Extending Scopt OptionParser in Scala

Question

I'm trying to have a base option parser with some default parameters.

In other projects i would like to extend the option parser with other parameters.

Something like:

case class Config(foo: String = null)

trait DefaultParser { self: OptionParser[Config] =>
  opt[String]('f', "foo") action { (x, c) =>
    c.copy(foo = x)
  }
}

case class MyConfig(bar: String = "hello world")

trait MyParser { self: OptionParser[MyConfig] =>
  opt[String]('b', "bar") action { (x, c) =>
    c.copy(bar = x)
  }
}

I'm a newbie at Scala and I'm not sure how I can now use both of them on the same args .

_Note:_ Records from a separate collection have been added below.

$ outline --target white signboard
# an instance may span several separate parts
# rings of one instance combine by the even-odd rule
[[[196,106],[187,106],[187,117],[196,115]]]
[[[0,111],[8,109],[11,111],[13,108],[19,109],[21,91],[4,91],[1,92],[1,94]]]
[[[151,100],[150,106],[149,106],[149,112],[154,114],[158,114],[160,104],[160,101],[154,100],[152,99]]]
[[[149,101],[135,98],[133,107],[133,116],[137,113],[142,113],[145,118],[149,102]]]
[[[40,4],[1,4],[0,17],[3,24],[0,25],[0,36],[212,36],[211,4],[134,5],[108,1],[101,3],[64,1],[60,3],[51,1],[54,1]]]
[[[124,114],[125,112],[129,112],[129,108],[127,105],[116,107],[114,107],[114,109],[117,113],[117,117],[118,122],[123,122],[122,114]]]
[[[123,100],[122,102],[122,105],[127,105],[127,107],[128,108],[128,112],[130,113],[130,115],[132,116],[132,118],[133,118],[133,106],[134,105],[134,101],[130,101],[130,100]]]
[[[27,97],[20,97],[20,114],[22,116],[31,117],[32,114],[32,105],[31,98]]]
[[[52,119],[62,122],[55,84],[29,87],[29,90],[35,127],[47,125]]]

I'm using Scala 2.10 with scopt_2.10 v3.3.0.

Answer 1

I've opened https://github.com/scopt/scopt/issues/132 .

So far the best of what I've been able to come up with is combining two parsers.

case class OutputOpts(
  val outputOption: Int = 1
)

trait OptsWithOutput {
  def output: OutputOpts
}

The parser for this lives in the parent class.

def parseOutputOpts(args: Array[String]): OutputOpts = {
  val parser = new scopt.OptionParser[OutputOpts]("scopt") {
    override def errorOnUnknownArgument = false

    opt[Int]("outputOption") action { (x, c) =>
      c.copy(outputOption = x)
    } text ("some output option")
  }

  parser.parse(args, OutputOpts())
    .getOrElse(throw new Exception("Error parsing output cli args"))
}

A child class now can use this:

case class ChildOpts(
  childThing: Int = 42,
  output: OutputOpts = OutputOpts()
) extends OptsWithOutput

And its parser combines the two.

val opts = ChildOpts(output = super.parseOutputOpts(args))

val parser = new scopt.OptionParser[ChildOpts]("scopt") {
  override def errorOnUnknownArgument = false

  opt[Int]("childThing") action { (x, c) =>
    c.copy(childThing = x)
  } text ("some child thing")
}

parser.parse(args, opts).getOrElse(throw new Exception("failed"))

Note how we have to set errorOnUnknownArgument to false , which is definitely not ideal and causes warnings.